So do we have a preview now of where the investigation into House Appropriations Chairman Jerry Lewis (R-CA) is going?
As we've discussed before, Lewis and at least two of his former staffers -- Jeffrey Shockey
and Letitia White -- are now targets of the expanded Cunningham investigation. The investigation appears to center on Lewis and the two staffers' interconnected ties to the lobby shop of Copeland Lowery. Lewis has longstanding ties to Copeland Lowery honcho, Bill Lowery, as Copley's Jerry Kammer explained
last December. Shockey and White left Lewis' employ to go to work for Copeland Lowery. White, you'll remember, among other things, bought the Capitol Hill house with one of the big earmark cronies and then rented the House to the PAC she set up, which is run by Lewis' step-daughter
Anyway, it's a complicated world in Lewisland.

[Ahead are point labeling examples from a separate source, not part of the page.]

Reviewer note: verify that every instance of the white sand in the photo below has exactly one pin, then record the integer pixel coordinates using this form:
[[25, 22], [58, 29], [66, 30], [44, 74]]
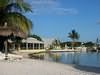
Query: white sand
[[38, 67]]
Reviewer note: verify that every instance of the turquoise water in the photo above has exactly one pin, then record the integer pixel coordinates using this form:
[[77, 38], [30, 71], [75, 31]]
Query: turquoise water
[[84, 59]]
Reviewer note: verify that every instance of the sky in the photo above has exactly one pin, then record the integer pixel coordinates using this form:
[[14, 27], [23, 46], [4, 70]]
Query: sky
[[56, 18]]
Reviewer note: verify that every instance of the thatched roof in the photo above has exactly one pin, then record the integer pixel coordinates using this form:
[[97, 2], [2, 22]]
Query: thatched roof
[[6, 31]]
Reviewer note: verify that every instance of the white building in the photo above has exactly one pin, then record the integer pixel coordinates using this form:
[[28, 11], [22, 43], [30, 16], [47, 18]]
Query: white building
[[31, 44]]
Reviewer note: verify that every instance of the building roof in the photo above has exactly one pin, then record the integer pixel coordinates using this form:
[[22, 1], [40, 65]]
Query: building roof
[[6, 31], [31, 40]]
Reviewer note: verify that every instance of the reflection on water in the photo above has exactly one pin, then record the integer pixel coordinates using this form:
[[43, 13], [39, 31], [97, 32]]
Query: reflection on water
[[86, 59]]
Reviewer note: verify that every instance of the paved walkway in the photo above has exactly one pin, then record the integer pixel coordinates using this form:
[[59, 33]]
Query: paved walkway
[[38, 67]]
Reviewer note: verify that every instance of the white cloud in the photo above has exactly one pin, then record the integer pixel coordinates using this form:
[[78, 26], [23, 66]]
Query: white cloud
[[51, 7]]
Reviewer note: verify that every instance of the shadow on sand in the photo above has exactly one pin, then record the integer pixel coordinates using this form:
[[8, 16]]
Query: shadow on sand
[[88, 69]]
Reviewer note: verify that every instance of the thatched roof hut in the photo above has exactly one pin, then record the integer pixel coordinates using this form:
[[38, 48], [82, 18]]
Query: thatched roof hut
[[6, 31]]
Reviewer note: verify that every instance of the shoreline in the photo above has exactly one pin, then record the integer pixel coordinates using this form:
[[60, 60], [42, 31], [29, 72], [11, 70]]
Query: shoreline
[[39, 67]]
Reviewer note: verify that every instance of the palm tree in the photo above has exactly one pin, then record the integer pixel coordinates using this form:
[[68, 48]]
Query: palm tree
[[74, 36], [11, 12], [11, 15]]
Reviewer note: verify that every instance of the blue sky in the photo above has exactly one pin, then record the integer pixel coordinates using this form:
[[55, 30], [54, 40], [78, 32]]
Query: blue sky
[[56, 18]]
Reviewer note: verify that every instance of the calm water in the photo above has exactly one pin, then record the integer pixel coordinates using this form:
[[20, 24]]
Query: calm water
[[84, 59]]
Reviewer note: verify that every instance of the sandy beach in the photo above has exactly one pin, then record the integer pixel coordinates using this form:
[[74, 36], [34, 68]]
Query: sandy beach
[[39, 67]]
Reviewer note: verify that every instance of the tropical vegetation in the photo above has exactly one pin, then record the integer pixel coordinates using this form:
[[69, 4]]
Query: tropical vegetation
[[74, 36], [11, 15]]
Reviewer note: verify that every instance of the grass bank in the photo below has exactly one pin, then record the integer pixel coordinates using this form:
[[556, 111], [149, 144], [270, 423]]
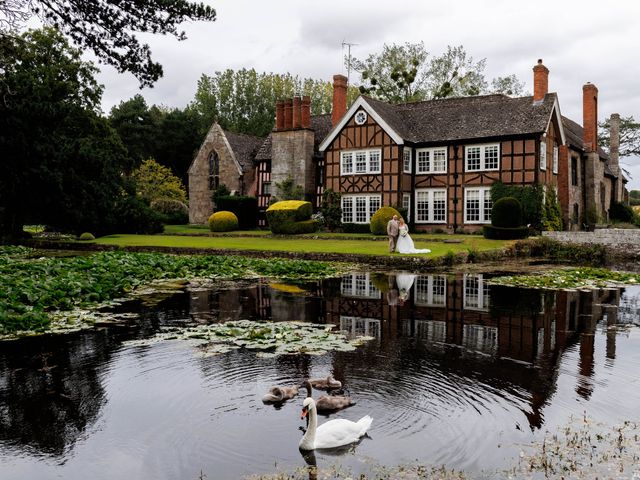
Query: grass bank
[[348, 244]]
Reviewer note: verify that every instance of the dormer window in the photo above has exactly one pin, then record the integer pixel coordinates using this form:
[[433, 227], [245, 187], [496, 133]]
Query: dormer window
[[361, 117]]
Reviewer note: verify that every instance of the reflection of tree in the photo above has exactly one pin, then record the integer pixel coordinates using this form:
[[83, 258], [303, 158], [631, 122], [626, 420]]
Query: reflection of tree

But bear with me.
This isn't an investigation into Lewis' various staffers. This is an investigation of Lewis. The probes into the staffers are means to that end. And given the nature of these investigations, where alleged criminal acts are extremely difficult to prove without a cooperating witness, they need someone to flip on Lewis.
And here's where the significance of yesterday's story
by Justin Rood comes in. As Justin and the TPMmuckraker staff showed by analyzing Copeland Lowery's flurry of lobby fee restatements earlier this year, the folks at Copeland appear to be in serious legal jeopardy.
In the Abramoff case, prosecutors have been rolling up cooperating witnesses by charging with statutes that are seldom enforced. But legal experts told us that given the systematic nature of the failure to report lobbying work that shows up in the Copeland papers, prosecution seems likely even setting aside the desire to get folks to flip on higher-ups. And Lowery, Shockey and White are each on the line for those failures to report.
So Copeland Lowery's problems are Jerry Lewis' problems. And Copeland Lowery has a lot of problems.